La vie cachée de la famille Tang-Zhou
Par Marie Barbier le dimanche 20 septembre 2009, 13:56 - Enfants et jeunes majeurs - Lien permanent
Assis sur un muret de pierre avec vue imprenable sur les volcans d’Auvergne, Chen, quatre ans, jette des pierres dans le vide. Son ton sérieux tranche avec sa bouille d’ange : « La police va emmener ma maman, mon papa et mon frère ». Chen a peur. Et il s’ennuie. Le 3 septembre dernier, il devait rentrer en moyenne section de maternelle, mais la veille sa famille a dû prendre la fuite. Depuis quinze jours, ces sans papiers menacés d’expulsion vivent cachés. Et Chen ne va pas à l’école.
Sa mère, Ping, 27 ans, débarque à Clermont-Ferrand en 2003. Elle y étudie quelques années avant d’ouvrir son restaurant avec son mari, Yu Hua, arrivé, lui, en 1999. Débouté du droit d’asile, il est sans-papiers et ne parle pas Français.
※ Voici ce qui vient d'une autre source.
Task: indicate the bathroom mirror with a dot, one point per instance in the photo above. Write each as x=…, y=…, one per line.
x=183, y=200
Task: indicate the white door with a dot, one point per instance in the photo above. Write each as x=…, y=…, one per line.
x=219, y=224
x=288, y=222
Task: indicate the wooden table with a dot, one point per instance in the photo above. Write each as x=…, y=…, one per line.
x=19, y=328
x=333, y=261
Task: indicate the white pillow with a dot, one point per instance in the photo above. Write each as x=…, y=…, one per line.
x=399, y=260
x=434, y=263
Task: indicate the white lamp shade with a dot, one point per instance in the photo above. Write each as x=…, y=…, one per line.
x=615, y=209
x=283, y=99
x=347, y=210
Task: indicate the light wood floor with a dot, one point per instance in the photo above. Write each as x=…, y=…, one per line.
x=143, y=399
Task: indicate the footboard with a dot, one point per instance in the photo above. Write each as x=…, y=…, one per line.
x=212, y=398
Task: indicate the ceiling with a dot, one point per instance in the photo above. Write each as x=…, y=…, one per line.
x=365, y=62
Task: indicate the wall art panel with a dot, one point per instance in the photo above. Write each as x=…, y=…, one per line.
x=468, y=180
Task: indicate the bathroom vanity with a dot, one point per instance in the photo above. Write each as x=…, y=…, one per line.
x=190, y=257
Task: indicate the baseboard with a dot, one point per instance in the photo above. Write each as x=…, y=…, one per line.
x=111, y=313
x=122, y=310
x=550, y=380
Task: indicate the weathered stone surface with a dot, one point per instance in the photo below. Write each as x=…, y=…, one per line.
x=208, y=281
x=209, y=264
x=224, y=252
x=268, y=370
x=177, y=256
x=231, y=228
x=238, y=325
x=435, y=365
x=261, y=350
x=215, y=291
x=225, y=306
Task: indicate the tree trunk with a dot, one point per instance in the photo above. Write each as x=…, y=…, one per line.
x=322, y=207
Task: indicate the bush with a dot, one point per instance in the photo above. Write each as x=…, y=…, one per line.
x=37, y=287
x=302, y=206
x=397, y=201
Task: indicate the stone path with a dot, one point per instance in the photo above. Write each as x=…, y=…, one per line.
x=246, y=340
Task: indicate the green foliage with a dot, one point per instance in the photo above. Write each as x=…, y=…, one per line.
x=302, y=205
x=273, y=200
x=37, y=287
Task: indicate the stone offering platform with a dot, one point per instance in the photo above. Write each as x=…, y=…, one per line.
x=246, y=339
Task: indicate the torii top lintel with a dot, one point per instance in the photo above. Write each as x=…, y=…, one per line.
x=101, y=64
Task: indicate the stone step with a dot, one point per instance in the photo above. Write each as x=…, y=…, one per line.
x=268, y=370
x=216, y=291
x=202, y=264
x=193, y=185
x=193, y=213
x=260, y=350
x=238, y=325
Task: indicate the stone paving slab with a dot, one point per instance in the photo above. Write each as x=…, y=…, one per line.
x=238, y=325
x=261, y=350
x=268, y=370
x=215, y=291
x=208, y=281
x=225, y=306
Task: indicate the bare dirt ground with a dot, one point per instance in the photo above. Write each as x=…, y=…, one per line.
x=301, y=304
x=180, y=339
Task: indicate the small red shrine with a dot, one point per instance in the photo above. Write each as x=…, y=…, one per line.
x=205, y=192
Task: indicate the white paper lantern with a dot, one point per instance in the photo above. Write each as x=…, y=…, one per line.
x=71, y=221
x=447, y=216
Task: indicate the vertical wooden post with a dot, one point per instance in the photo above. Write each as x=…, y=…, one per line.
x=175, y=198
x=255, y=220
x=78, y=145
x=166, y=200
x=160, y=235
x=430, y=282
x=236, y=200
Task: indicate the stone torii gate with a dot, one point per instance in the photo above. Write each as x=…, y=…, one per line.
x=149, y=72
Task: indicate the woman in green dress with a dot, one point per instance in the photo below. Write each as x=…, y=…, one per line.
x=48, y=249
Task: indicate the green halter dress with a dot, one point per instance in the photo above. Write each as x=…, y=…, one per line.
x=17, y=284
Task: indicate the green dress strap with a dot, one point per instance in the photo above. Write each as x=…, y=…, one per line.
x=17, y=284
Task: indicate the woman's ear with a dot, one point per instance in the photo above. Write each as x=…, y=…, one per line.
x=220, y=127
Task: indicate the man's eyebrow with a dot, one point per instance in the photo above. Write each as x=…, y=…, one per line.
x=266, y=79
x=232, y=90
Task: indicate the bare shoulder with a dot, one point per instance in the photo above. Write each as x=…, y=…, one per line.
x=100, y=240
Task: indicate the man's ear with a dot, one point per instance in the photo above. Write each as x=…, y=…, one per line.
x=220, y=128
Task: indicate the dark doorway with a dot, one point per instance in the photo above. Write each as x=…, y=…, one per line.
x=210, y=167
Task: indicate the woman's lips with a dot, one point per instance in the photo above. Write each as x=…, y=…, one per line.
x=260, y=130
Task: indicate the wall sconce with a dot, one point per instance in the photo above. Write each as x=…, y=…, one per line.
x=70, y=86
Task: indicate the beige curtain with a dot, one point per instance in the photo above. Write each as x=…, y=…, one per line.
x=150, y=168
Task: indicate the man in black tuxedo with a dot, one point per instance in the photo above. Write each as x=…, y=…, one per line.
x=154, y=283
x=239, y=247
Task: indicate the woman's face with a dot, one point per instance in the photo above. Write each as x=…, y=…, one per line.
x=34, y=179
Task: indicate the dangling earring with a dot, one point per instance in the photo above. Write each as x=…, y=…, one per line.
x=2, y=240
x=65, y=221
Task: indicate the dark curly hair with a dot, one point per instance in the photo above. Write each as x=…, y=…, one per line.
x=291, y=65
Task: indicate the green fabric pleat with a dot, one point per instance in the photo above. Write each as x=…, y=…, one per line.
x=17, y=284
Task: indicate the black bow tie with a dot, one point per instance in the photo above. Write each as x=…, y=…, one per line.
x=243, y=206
Inacceptable pour Patrick Stéfanini, le nouveau préfet du Puy-de-Dôme, ancien secrétaire général de Brice Hortefeux au ministère de l’Immigration, qui multiplie les phrases assassines : « Ils sont tellement intégrés qu'il faut encore leur parler en chinois ! ».
Le 19 août dernier, les forces de l’ordre débarquent dans le restaurant et arrêtent toute la famille : le père, la mère, Chen et son petit frère Clément, quinze mois. Direction le centre de rétention de Rouen. Libérés le lendemain, ils sont assignés à résidence. Problème : la Chine refuse de reconnaître Clément, qui n’a pas de passeport et ne peut donc pas être expulsé. Une contrariété administrative que le préfet entend contourner grâce à un document inédit. Le 2 septembre, deux policiers se présentent chez les Tang-Zhou. Outre la convocation pour leur expulsion qui doit se faire le lendemain, ils leur demandent de signer une « délégation d’autorité parentale ». En d’autre terme, Ping et Yu Hua renoncent à Chen et Clément, qui restent en France où ils seront probablement placés. Les parents refusent. Cette procédure inédite a soulevé l’indignation de la défenseure des enfants (lire ci contre), qui a saisi la commission nationale de déontologie et de sécurité.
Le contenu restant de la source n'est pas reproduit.